Voltemos ao mundo infantil, ao colégio, até a sua turma de terceira série. Veja seus colegas em volta, veja o terrível Ivan fazendo alguma merda. Vai sobrar pra você. Pois bem, na sua infância no colégio, existiram vários momentos terríveis. A possibilidade de falar com alguma menina, a prova oral de português na qual você teria que conjugar o verbo haver no pretérito-mais-que-perfeito, na frente de todo mundo. Aparecer com um tênis novo.

E aparecer com o cabelo cortado. Difícil entender porque o cabelo exerce tanto fascínio no ser humano. Mas era assim, você cortava o cabelo no sábado, e segunda-feira tinha medo de ir na aula.Você chegava e a primeira coisa que acontecia era alguém apontar e dizer “Ahhhhhhhhhhhhhhh, cortou o cabelo, ahhhhhhhhhh”. Isso não significava que o corte tinha ficado uma merda, ou que tinha ficado sensacional. Significava apenas que um corte havia ocorrido. Os gritos de “ahhhh alguma coisa” não tinha um significado lógico, que não o da humilhação “ahhhhhhhhhh, borracha nova” ou “ahhhhhh, chupando pinto”.

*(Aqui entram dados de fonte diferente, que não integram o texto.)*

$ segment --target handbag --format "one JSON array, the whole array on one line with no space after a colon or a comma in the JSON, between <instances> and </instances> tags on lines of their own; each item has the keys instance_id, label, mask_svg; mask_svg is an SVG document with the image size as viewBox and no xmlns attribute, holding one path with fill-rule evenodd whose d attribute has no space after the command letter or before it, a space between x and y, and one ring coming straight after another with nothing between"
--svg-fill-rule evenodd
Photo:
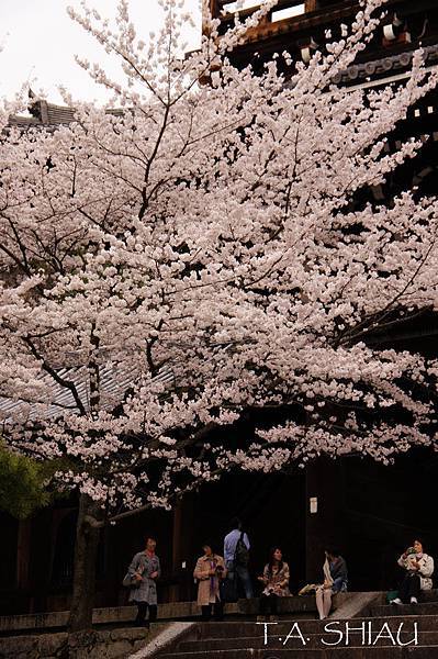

A situação era ainda mais complicada quando alguém raspava a cabeça. Difícil saber se era algum surto infantil, piolho ou obrigação do pai militar, não sei o que levava uma criança a raspar a cabeça, mesmo que fosse na máquina 4. Fazer isso era como ser judeu e ir num campo de concentração. Ser um camelo e entrar nos reino dos céus. Um rico e passar no buraco da agulha. Sem chance. A humilhação seria suprema. Você receberia os mais diversos apelidos.

Quando crescemos, supostamente evoluímos e paramos com essas palhaçadas. Ou não. Um cara aparecendo careca sempre será motivo de piada, principalmente se ele aparecer numa aula de fotografia com uma camisa de prevenção a AIDS. Mas, mal reparamos em cortes de cabelo. As mulheres sabem disso.

Do outro lado temos os cabeleireiros. Entre outras coisas, está é uma das palavras mais horríveis da língua portuguesa. Me dá gastura falá-la e até escrevê-la. Cabeleireiros, cabeleireiros, tem Ei (eymael!) demais para pouca palavra.

Mas os profissionais da área (me recuso a escrever a palavra de novo) são pequenos artistas. Pelo menos se sentem assim. Tem opinião para todo e qualquer assunto do planeta, só os taxistas tem mais opiniões.

Existem aqueles que cortam o cabelo como se estivessem esculpindo a Vênus de Milo (estátua preferida do Cão Leproso). Olham de todos os ângulos, admiram, provavelmente gostariam de expor seu cabelo em alguma bienal. Existem os que tratam o ato como uma ciência exata. Pedem para que você posicione seu pescoço em determinado grau e colocam seu olho milimétrico para acertar as pontas. Existem também os generais, que travam verdadeiras batalhas em campos capilares, utilizam a tesoura como uma arma para derrota o adversário – no caso, seu cabelo. E existem os pombos, aqueles que cagam (o Word sugere um simpático defecam) na sua cabeça.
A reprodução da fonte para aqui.